Ralph Towner Playing Jim Pepper's Witchitaito

houseisland

Member
Joined
Sep 14, 2014
Messages
380
Reaction score
0
Location
Canada
I have met Ralph Towner twice in passing.

My general impression is that he is a cold and very serious person. The other members of Oregon, Colin Walcott, Glen Moore, and Paul McCandless were very relaxed, open and friendly.

I also knew someone once who was friends with one of Towner's students - it was reported through this grapevine that Towner is stern and demanding task master and that he despises New Age Music, this dislike strange and not strange - strange since he with Paul Winter was responsible for the genre's creation and not strange in that the genre is often vague and noodlely - DADGAD can make a whole lot of nothing sound far out, profound and mystical (edit: self criticism here as much as anything else -been there, done that, bought the T-shirt).

Anyway, you don't have to be a "nice" person to be a genius - it is not a prerequisite. I have Ralph's books. I have most of his recorded output. Anytime I want to get really depressed about the inadequacies of my playing, I go and try sight reading one of his tunes or just listen to him on the stereo. :blue:

Here he is doing Jim Pepper's lovely tune, Witchitaito, on a Guild 12 string: https://www.youtube.com/watch?v=r_13j5GoNDU
 
Last edited:

charliea

Senior Member
Joined
Nov 25, 2009
Messages
1,328
Reaction score
1
Location
Way South, Florida
Easy to tell he's real artistic and everything. Got long nails, and uses lots of pained facial expressions. Sure tipoffs.
 

houseisland

Member
Joined
Sep 14, 2014
Messages
380
Reaction score
0
Location
Canada
Easy to tell he's real artistic and everything. Got long nails, and uses lots of pained facial expressions. Sure tipoffs.
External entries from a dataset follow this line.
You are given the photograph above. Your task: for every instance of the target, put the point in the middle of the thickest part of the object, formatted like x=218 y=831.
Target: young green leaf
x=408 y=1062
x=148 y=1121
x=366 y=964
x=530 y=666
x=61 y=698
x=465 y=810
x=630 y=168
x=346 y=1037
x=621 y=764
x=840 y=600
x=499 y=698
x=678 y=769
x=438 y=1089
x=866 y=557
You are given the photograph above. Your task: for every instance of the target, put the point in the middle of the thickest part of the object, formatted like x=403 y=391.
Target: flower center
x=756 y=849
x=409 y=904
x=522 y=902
Hah! LOL. I love your highly perceptive sarcasm :applouse: :glee: , and you are bang on, except that Towner is not posturing - he is what he appears to be.
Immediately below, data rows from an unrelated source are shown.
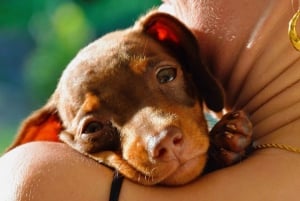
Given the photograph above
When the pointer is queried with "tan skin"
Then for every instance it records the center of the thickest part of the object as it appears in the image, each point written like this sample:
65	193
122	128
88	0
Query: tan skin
246	45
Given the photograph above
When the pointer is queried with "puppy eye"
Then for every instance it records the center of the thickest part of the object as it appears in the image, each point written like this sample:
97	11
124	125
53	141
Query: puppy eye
165	75
92	127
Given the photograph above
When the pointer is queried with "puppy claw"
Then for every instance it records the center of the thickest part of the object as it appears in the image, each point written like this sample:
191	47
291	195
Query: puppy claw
231	126
230	138
228	135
He has chops to burn and being extremely well educated, he as an immense depth of theoretical knowledge. He knows exactly what he is doing at all times. There are great technical subtleties to his playing that are not immediately apparent on the 12 string which kind of natively operates like a piano with the sustain pedal pushed down all the time. Towner has absolute control over things like note value (duration and pitch - you do not hear notes going flat at the end of their duration because he does not stop them by releasing tension with his left hand nor do you hear open strings continue to resonate past their appropriate duration, nor do you hear much in the way of sympathetic resonance from open strings unless he wants it there). He is very much in control or controlled/contolling. And his music is cold (edit/afterthought: academic, technical, classical, even dry, depending upon your tastes). If you are looking for warmth, humour, levity, laughter, warm sunny days, the spiritual, even love in your music, don't go here. It is music from the head not the heart/soul. If you find mathematical formulas or lifeless crystalline icy arctic/antarctic landscapes beautiful ..... well .... I mean we don't even get any cute little arctic foxes, polar bear cubs or penguins here, not ever. The closest things I have ever seen him do that might approach humour are: 1. sticking the cover of a book of paper matches between the strings of his classical guitar to create a fuzztone and then do something that might have been a bit of self-mocking grandstanding - but nobody laughed because nobody knew what to make of it - Ralph's deadpan stony visage gave nothing away; and 2. remove the face panels from an upright piano, start to pluck the strings with his hands, and start to go off on an improv spoken-word/poetic rant against Jack Dejohnette who had apparently sold Oregon a "used" lemon of tour van/truck - it could have been funny except that it was angry and bitter below the thin veneer of humour.

Edit: Whether you like him and his music or not, and I can see/understand why many might not like him and his music, I politely suggest that there might be a lot you could learn from it about chord voicing, articulation of notes, orchestration of individual voices, the successful carrying forward of a piece, say for example a Bill Evans piece that was intended for piano, where the guitar would seem to lack requisite number of voices and harmonic versatility to accomplish this task, etc., etc.

I stand by my initial position: genius/cold. Further edit: and I will add "real artistic and everything" not as a concession but because you are right.